Evil can only be overcome by force. That’s the hard lesson the United States is learning as it leads another coalition to move into the Middle East to destroy another Hydra-headed monster. ISIS is a manifestation of evil that should teach us a vital lesson about dealing with evil in today’s world.
Despite wishful thinking on the part of President Barack Obama, the threat of Islamic terror from the Middle East has not disappeared. The beheadings of innocent civilians plastered across social media finally moved him to action intended to “degrade and destroy” ISIS. He, who a year ago drew a line in the sand with Syrian President Assad on that dictator’s atrocities, and then retreated. Evil does not respect weakness.
Evil is not appeased. It moves relentlessly toward its goal and will not cease until it consumes and destroys. ISIS is this moment’s face of evil. Shrouded in a black mask, holding a long knife in one hand and the head of a victim in another, the figure stands against the barren desert backdrop.
This is evil today and it strikes terror in the heart of all who love freedom and life. This kind of evil does not respect any life it cannot control according to its own fanatical ideology. In the end it will consume even its own followers.
Airstrikes alone will not do the job. Evil can burrow underground and wait out the bombs from the sky only to emerge afterwards and live to work another day. Experience has proven it will take combat troops to root out and destroy this kind of enemy. Boots on the ground will have to be used.
I have been thinking about this scenario with ISIS in connection with the biblical festival the Day of Atonement. Oct. 4 this year is the observance of this solemn day of fasting and reflection. The Day of Atonement for a Christian teaches two critical facts. The first is that Jesus Christ through His death delivers the means by which humans can be reconciled to God. One sacrifice for all time makes this possible.

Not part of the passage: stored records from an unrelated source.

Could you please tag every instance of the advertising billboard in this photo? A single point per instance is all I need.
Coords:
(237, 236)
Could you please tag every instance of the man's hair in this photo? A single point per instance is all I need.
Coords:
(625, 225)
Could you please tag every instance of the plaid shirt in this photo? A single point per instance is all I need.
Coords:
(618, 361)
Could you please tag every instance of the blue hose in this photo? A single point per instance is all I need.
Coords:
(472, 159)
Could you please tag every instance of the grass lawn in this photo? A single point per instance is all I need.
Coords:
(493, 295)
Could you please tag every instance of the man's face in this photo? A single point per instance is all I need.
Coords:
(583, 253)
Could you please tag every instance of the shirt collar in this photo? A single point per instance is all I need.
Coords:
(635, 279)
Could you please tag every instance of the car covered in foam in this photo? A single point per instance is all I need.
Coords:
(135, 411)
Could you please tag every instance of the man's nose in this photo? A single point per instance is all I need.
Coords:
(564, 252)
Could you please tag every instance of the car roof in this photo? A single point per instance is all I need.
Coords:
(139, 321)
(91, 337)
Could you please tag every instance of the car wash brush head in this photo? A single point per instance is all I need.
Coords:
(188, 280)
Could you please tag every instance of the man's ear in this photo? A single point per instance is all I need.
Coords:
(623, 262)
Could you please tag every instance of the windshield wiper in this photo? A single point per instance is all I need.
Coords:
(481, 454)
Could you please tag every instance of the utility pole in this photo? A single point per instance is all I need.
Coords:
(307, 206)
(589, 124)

Secondly, the Day of Atonement shows us the source of all evil in today’s world: Satan the Devil, who exists as a real being of unimaginable deception and evil. When Christians fast on the Day of Atonement, they are doing the one biblical discipline that can overcome, defeat and destroy evil. Fasting on the Day of Atonement is a Christian’s “boots on the ground” offensive against spiritual wickedness.
We would like to think we could take a holiday from overcoming sin and the pressures of a world not exactly dialed into the God of the Bible. But we can’t. We have to draw our own line in the sand with this world’s culture and values. “Do not love the world or the things in the world. If anyone loves the world, the love of the Father is not in him” (1 John 2:15). We cannot appease evil.
We cannot pretend with wishful thinking we live in a world perfectly tailored to produce peace, security and freedom. We don’t.
Spiritually we are engaged in a struggle “against principalities…powers…rulers of the darkness of this age…spiritual hosts of wickedness in heavenly places” (Ephesians 5:12). This battle rages daily whether we know it or not. If we don’t see it, it is proof we are victims of the deception Satan has woven upon mankind. Western leaders like President Obama have “wished” away Islamic terror. Recent events show the folly of such actions. Evil of this nature can only be defeated by determined force.
The Day of Atonement gives us the key to defeat our enemy: Jesus Christ in us giving us the power of God’s Holy Spirit to resist and overcome sin, evil and Satan’s nature. When we fast we connect to God at a deeper level with this power, and thereby break the hold that Satan can employ on us individually. Fasting humbles us and allows God’s grace to work powerfully in us. Fasting is a means of submitting to God. When we do this we resist Satan and his hold is removed. “Draw near to God and He will draw near to you” (James 4:6-8).
We are living in dangerous times with daily reminders of a very real spiritual battle going on around us. God’s festivals show us the hope we have as we face these challenges. May the Day of Atonement sharpen our understanding of the great power of God.